Greek activist (1937–2023)

Marianna V. Vardinogiannis (Μαριάννα Βαρδινογιάννη, Μπουρνάκη Bournaki; 2 June 1937 – 24 July 2023) was a Greek UNESCO Goodwill Ambassador and an advocate for the rights of children and the family, and against child sexual abuse via her Foundation for the Child and the Family. She was the President of the Elpida (Hope) Association of friends of children with cancer. She was married to Greek shipping magnate Vardis Vardinogiannis.
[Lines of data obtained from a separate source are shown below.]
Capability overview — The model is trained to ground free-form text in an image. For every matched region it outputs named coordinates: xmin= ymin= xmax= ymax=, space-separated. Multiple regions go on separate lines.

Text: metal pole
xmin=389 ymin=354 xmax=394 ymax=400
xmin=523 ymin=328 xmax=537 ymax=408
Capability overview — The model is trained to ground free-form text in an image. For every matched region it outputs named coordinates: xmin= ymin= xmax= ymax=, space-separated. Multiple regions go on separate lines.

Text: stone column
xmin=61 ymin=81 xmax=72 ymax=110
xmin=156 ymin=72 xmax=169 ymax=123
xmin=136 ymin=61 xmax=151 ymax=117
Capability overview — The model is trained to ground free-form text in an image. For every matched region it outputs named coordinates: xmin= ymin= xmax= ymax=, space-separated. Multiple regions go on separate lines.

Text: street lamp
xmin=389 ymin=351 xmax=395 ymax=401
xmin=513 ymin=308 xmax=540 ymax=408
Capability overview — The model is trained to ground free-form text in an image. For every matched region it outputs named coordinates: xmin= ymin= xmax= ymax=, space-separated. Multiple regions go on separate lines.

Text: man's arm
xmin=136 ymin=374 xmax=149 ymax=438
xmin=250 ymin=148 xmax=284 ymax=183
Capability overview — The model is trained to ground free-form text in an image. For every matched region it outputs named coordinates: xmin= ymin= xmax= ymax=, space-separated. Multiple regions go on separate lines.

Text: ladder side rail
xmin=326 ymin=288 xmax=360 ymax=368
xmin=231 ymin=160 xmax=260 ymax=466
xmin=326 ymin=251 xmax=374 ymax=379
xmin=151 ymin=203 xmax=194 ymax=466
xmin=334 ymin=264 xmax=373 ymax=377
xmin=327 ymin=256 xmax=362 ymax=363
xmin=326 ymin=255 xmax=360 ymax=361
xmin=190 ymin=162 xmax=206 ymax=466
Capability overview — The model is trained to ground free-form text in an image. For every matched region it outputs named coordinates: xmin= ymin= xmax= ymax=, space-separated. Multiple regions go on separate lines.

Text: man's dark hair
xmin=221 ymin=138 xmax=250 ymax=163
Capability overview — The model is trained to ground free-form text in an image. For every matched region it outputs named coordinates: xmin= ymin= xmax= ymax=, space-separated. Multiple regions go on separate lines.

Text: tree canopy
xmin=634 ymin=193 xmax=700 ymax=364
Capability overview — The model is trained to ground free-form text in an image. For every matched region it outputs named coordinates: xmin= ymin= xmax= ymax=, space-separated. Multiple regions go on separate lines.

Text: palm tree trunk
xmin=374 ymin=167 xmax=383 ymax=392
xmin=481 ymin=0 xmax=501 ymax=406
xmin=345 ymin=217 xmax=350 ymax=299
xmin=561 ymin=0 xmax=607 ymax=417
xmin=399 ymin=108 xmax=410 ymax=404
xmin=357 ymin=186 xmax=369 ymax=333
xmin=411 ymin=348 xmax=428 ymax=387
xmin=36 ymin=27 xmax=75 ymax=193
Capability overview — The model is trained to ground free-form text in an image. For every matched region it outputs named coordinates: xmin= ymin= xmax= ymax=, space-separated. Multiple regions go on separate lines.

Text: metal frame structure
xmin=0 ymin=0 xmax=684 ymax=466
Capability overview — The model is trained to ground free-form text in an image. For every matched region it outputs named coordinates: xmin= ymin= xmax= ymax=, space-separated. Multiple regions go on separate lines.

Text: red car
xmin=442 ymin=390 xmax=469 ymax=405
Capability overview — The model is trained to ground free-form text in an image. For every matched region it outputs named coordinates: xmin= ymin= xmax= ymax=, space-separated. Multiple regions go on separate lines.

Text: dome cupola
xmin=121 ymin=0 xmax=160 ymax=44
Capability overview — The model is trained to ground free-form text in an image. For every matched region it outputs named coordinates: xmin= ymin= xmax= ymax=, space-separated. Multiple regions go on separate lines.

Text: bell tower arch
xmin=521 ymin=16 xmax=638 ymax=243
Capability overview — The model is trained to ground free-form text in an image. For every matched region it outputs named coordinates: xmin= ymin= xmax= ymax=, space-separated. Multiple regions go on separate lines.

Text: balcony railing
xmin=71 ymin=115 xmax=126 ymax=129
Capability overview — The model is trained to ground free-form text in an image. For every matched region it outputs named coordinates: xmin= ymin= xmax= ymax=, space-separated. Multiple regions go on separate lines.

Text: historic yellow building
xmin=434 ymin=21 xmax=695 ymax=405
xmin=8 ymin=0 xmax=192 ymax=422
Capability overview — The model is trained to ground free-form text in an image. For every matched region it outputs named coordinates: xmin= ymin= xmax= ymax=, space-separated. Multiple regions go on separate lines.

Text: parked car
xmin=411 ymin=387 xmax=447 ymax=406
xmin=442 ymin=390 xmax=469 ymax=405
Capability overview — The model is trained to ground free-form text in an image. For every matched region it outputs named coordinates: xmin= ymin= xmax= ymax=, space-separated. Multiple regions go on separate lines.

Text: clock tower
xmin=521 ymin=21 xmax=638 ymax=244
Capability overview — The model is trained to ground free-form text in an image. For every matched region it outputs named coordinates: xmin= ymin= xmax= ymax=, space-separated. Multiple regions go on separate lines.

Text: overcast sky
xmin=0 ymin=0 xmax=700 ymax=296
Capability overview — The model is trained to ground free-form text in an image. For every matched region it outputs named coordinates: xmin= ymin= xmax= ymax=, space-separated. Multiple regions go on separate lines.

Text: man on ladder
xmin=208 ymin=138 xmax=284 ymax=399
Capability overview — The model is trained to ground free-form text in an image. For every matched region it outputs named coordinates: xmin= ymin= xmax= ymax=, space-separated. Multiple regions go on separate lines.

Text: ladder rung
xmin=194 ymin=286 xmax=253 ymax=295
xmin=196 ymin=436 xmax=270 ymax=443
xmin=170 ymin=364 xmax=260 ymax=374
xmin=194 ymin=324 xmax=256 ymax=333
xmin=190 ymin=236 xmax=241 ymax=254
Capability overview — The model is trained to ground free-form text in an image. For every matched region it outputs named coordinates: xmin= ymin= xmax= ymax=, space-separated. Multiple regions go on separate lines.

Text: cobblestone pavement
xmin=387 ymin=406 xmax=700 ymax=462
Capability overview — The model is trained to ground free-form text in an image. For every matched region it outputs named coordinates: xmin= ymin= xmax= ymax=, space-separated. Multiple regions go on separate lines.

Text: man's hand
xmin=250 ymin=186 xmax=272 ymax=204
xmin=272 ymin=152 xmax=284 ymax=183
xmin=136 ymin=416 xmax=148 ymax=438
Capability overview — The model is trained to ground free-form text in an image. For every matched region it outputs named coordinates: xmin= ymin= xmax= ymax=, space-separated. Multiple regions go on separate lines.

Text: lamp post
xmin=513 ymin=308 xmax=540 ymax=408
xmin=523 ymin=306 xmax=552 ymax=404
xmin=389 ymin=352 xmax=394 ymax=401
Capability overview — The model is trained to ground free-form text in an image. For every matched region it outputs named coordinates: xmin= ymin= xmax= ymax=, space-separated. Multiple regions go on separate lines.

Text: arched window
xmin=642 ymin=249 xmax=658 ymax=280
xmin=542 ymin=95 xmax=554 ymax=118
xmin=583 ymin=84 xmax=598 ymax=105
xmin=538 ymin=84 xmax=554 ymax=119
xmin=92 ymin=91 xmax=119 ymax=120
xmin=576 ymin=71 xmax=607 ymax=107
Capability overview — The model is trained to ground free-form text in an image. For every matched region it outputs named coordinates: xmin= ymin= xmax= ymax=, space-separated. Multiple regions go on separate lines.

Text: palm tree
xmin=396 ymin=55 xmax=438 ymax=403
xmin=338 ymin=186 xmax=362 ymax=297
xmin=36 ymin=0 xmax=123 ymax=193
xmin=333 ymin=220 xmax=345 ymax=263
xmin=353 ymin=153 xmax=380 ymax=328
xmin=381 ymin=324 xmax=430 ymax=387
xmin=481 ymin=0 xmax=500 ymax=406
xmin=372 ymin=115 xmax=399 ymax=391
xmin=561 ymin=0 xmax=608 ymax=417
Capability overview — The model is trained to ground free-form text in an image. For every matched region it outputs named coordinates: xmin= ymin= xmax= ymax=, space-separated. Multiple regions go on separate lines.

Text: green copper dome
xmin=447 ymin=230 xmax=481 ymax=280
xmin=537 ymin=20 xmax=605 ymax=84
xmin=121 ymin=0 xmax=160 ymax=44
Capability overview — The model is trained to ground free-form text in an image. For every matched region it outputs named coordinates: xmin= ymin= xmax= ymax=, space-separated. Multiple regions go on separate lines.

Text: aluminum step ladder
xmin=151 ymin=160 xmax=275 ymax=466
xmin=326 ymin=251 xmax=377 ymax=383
==Early life and education==
Marianna Bournaki was born on 2 June 1937, in Athens, Greece, and raised in Ermione, birthplace of her mother, Evangelia. Her father was George Bournakis, who hailed from the village of Sampatiki, in the province of Kynouria, in Arcadia. She studied Economics at the University of Denver in Colorado after graduating from high school in Athens.
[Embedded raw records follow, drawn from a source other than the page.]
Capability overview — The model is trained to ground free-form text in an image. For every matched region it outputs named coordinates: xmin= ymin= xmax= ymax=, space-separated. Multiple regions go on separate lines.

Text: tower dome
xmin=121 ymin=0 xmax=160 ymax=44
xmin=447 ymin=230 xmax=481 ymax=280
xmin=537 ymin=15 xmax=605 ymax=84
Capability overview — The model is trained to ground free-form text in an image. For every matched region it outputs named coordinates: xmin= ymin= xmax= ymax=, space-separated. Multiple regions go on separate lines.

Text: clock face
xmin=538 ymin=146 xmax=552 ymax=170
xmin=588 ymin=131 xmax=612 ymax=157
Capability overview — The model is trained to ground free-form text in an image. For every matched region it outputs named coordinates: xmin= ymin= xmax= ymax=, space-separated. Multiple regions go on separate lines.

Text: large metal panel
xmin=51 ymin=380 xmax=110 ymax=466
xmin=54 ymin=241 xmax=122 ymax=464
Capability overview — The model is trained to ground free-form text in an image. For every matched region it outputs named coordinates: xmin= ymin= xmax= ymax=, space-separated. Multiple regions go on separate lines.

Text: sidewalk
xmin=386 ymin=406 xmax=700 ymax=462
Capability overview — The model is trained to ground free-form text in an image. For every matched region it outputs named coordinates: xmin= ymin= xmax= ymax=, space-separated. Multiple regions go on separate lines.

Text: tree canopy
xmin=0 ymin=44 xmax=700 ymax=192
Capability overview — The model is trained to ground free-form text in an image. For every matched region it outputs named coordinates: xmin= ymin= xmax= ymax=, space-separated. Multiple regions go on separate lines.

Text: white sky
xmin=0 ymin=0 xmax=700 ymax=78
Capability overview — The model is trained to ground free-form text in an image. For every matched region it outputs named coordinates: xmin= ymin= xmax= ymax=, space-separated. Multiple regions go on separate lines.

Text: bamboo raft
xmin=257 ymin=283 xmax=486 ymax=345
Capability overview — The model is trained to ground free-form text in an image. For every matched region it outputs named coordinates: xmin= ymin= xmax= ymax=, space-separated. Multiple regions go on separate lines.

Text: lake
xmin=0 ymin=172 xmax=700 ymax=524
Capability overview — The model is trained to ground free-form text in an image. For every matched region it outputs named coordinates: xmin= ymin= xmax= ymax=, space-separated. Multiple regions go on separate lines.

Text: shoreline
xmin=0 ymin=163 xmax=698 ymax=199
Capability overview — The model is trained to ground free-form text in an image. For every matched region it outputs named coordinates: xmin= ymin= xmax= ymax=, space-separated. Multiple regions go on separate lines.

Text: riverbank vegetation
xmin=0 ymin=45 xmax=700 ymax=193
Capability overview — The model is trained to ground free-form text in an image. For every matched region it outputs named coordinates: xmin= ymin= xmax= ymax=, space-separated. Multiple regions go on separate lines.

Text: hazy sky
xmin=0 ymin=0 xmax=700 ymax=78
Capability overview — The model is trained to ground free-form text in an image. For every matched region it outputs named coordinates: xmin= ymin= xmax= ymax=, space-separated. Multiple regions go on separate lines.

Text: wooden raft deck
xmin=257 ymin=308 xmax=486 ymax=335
==International and regional activities==
Vardinogiannis began her activities as a member of various organizations, associations and philanthropic organizations, from which she has fought for international peace and global solidarity, although her primary focus has been mainly on the problems of children: health, education, social welfare and poverty, child abuse and exploitation. At the same time, she supported vulnerable social groups, refugees and schools throughout the Greek territory as well as areas and people that had been affected by natural disasters such as the village of Makistos which was revived after being destroyed by fires.
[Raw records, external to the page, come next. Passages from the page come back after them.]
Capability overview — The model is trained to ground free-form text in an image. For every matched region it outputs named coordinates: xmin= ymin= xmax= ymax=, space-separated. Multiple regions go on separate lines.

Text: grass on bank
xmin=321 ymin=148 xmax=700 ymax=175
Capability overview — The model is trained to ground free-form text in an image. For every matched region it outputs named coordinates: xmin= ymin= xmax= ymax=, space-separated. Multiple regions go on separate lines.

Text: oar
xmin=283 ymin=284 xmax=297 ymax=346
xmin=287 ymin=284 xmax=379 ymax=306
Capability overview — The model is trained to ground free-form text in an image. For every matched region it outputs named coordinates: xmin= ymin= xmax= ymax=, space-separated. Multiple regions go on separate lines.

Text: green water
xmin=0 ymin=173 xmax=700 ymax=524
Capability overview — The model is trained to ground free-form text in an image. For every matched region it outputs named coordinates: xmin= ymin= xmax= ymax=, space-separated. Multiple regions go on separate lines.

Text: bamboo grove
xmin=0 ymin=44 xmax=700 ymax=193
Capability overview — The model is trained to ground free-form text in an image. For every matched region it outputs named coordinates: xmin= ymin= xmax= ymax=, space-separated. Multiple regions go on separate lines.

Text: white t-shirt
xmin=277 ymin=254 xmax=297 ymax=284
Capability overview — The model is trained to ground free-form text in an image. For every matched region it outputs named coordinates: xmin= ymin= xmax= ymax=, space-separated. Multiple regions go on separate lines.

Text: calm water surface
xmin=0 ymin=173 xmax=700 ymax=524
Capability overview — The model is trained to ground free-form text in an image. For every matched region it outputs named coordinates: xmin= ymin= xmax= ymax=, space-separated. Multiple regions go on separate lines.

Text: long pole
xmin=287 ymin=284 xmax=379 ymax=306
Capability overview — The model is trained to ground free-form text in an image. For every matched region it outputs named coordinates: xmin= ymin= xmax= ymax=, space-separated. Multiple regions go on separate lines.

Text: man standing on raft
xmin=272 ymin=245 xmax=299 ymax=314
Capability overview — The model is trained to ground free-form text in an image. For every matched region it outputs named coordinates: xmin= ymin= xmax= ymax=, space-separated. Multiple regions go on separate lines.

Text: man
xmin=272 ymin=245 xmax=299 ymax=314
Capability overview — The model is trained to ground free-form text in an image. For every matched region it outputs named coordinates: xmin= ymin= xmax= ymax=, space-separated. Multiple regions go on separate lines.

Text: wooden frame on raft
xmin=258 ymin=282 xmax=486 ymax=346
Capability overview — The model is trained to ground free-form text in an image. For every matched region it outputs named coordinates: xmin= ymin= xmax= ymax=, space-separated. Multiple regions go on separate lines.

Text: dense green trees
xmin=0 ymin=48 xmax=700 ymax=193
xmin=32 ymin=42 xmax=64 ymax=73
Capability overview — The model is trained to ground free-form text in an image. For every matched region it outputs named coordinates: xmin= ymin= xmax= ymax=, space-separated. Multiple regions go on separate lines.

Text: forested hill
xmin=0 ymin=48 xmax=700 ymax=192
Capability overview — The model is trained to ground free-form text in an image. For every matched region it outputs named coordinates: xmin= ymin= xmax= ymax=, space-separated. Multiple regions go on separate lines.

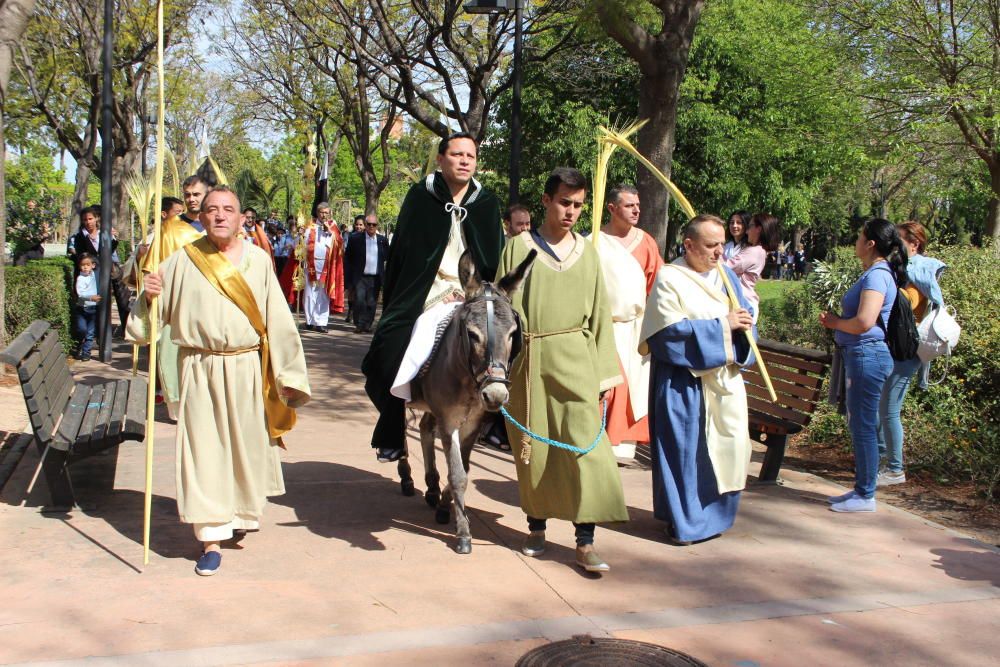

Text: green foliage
xmin=4 ymin=257 xmax=73 ymax=354
xmin=674 ymin=0 xmax=864 ymax=227
xmin=758 ymin=246 xmax=1000 ymax=500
She developed strong relationships with several international personalities, such as Queen Rania of Jordan, Suzanne Mubarak, several networks, collaborations and organizations such as the Global Coalition Women Defending Peace.

On 14 October 2010, the Elpida (Hope) Children's Oncology located in Athens, Greece, which focuses on child cancer, was inaugurated and opened to the public.

==Personal life and death==
Marianna Bournaki married Greek shipping magnate Vardis Vardinogiannis in 1961. They had five children. She died on 24 July 2023, at the age of 86, in Athens.

==Awards and honors==
She received many honorary titles and awards including the Academy of Athens Prize, the Archon of the Patriarchate of Alexandria, Grand Prize of the Charter of Paris against cancer, and the "Ripple of Hope" prize awarded by the Robert F. Kennedy Human Rights Foundation, among others.

The most notable included:
- Légion d'Honneur. Title conferred in 2006 by the French Republic. Title of Officier conferred in 2015.
- Golden Cross of the Order of Beneficence by the Hellenic Republic.
- The 2020 Nelson Mandela Prize by the United Nations General Assembly.